= 1937 Woollahra state by-election =

Election result for Woollahra, New South Wales, Australia

A by-election was held for the New South Wales Legislative Assembly electorate of Woollahra on 26 June 1937 because of the death of Sir Daniel Levy.

==Dates==

| Date | Event |
|---|---|
| 20 May 1937 | Sir Daniel Levy died. |
| 2 June 1937 | Writ of election issued by the Speaker of the Legislative Assembly. |
| 14 June 1937 | Nominations |
| 26 June 1937 | Polling day |
| 9 July 1937 | Return of writ |

==Result==

1937 Woollahra by-election]] Saturday 26 June
| Party |  | Candidate | Votes | % | ±% |
|  | United Australia | George Grant | 6,686 | 46.3 | −25.6 |
|  | Ind. United Australia | Harold Mason | 6,173 | 42.7 |  |
|  | Ind. United Australia | George McDonald | 1,595 | 11.0 |  |
| Total formal votes |  |  | 14,454 | 96.1 | −0.7 |
| Informal votes |  |  | 584 | 3.9 | +0.7 |
| Turnout |  |  | 15,038 | 80.5 | −10.7 |
Two-candidate-preferred result
|  | Ind.
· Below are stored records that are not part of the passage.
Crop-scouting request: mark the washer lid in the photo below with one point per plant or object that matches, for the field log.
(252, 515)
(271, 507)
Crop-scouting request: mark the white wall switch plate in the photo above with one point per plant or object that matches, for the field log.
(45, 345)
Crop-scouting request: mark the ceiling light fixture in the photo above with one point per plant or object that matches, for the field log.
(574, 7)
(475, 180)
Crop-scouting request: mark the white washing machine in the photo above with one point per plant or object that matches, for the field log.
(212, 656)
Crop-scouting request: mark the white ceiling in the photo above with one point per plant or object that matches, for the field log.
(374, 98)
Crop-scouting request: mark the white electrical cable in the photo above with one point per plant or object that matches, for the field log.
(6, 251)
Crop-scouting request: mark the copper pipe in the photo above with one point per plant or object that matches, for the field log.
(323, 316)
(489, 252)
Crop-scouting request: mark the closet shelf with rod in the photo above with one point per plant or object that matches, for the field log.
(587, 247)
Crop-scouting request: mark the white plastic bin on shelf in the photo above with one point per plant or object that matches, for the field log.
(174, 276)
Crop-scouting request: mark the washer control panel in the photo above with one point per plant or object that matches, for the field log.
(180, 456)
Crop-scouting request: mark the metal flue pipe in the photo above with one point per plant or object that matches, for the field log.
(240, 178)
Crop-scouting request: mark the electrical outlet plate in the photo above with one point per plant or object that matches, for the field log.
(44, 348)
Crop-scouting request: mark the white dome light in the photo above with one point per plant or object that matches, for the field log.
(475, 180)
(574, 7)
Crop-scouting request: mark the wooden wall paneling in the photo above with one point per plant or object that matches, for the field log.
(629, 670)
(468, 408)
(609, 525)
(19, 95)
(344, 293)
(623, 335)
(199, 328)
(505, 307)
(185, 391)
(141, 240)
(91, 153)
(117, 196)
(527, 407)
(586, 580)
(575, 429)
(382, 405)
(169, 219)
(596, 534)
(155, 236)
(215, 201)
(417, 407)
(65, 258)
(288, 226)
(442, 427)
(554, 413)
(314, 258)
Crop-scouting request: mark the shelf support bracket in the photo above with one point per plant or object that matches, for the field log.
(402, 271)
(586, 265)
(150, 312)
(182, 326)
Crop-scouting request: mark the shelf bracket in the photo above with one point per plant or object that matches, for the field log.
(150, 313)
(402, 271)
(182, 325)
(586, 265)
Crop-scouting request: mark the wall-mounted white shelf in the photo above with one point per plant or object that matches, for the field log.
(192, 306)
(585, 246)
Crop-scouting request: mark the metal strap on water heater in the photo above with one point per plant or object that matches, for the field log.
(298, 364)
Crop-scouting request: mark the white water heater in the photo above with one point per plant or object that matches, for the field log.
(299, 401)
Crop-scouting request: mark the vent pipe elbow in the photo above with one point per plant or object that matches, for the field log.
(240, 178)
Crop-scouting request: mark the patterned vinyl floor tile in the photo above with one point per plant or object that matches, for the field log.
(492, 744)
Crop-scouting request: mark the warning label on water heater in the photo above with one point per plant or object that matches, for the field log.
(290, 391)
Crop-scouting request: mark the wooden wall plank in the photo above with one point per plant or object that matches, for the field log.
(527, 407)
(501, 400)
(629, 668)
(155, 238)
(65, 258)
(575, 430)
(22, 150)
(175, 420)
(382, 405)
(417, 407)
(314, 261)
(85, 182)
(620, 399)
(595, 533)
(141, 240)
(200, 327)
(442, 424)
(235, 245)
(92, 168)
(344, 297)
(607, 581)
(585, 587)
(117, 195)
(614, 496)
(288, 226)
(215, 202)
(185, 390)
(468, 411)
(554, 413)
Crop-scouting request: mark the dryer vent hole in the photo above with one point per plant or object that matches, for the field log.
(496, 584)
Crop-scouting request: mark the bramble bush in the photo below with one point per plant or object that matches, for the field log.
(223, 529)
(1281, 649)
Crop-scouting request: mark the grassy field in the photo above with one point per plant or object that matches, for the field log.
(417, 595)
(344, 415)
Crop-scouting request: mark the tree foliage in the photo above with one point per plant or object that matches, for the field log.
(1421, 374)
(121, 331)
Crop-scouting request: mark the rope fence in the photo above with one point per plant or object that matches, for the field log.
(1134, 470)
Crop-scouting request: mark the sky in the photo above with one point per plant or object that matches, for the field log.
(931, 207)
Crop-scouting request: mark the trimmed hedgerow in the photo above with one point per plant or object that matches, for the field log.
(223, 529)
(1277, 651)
United Australia | Harold Mason | 7,331 | 50.7 |  |
|  | United Australia | George Grant | 7,123 | 49.3 | −22.6 |
|  | Ind. United Australia gain from United Australia |  | Swing | N/A |  |

The by-election was caused by the death of Sir Daniel Levy.

==Aftermath==
Harold Mason did not serve long, retiring at the general election on 26 March 1938.